A ladder is leaning against a house. The distance between the base of the ladder to the house is 3 feet. The length of the ladder is 10 feet. In feet, how far above the ground does the ladder touch the house?
4.2
9.5
10.4
14.1
a^2 + b^2 = c^2
2^2 + b^2 = 10^2
4 + b^2 = 100
b^2 = 96
b = 9.8 feet
To find out how far above the ground the ladder touches the house, we need to use the Pythagorean theorem. The Pythagorean theorem states that in a right triangle, the square of the length of the hypotenuse (the side opposite the right angle) is equal to the sum of the squares of the other two sides.
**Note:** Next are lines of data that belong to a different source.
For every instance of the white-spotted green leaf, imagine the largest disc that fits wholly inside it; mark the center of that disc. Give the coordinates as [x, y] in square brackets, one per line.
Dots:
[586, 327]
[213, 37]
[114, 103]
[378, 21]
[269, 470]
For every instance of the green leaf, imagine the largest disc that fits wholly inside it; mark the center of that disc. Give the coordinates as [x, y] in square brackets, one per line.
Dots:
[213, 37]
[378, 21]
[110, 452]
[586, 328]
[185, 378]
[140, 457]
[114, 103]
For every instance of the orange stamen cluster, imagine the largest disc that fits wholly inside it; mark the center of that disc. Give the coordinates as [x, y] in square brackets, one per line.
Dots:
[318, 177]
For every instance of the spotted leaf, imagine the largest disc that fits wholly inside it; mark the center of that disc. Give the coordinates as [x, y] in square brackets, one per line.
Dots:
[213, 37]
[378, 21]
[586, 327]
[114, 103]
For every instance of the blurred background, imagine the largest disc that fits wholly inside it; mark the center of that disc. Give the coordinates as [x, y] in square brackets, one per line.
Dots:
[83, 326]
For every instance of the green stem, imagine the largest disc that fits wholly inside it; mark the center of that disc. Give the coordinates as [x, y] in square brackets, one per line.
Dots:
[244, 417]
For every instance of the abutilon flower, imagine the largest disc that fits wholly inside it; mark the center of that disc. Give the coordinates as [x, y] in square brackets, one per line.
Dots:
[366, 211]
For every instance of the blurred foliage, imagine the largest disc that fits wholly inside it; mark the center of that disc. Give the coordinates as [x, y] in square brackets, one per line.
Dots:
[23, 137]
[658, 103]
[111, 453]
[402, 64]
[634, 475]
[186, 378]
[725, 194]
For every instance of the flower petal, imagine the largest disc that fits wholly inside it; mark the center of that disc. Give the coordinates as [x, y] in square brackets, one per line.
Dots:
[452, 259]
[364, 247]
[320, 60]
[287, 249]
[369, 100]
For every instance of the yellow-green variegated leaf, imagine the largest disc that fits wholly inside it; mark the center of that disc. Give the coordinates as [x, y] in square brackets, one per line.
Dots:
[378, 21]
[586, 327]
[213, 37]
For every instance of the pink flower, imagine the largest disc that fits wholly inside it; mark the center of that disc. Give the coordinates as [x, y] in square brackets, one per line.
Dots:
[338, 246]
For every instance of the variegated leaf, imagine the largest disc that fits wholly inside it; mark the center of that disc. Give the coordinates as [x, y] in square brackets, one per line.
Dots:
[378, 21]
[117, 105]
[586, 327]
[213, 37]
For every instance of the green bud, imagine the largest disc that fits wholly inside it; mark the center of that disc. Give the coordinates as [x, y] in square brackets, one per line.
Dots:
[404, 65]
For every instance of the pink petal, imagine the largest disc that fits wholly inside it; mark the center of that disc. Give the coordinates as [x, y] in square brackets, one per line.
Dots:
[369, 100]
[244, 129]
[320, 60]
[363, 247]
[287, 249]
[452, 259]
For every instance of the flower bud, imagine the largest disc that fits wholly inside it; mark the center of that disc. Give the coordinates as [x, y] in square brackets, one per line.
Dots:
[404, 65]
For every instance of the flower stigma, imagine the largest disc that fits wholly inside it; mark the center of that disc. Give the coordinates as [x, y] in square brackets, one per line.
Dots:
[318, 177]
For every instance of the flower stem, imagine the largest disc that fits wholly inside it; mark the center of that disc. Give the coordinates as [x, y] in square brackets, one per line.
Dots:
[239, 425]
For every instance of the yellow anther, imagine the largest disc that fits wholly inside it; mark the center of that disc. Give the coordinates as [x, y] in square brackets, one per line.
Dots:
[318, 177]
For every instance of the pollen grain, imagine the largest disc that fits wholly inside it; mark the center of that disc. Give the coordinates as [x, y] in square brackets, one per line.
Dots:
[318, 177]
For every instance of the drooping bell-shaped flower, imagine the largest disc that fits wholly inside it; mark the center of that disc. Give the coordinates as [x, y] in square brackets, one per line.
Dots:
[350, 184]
In this case, the ladder represents the hypotenuse, and the distance between the base of the ladder and the house represents one of the other sides.
Using the Pythagorean theorem, we can calculate the length of the third side (the height of the ladder above the ground) as follows:
Length of the third side^2 = Length of the ladder^2 - Distance between the base and the house^2
Length of the third side^2 = 10^2 - 3^2 = 100 - 9 = 91
Taking the square root of both sides, we find:
Length of the third side = √91 ≈ 9.54.
Therefore, the ladder touches the house at a height of approximately 9.54 feet above the ground.
None of the provided options exactly match the calculated value, but the option closest to 9.54 feet is 9.5.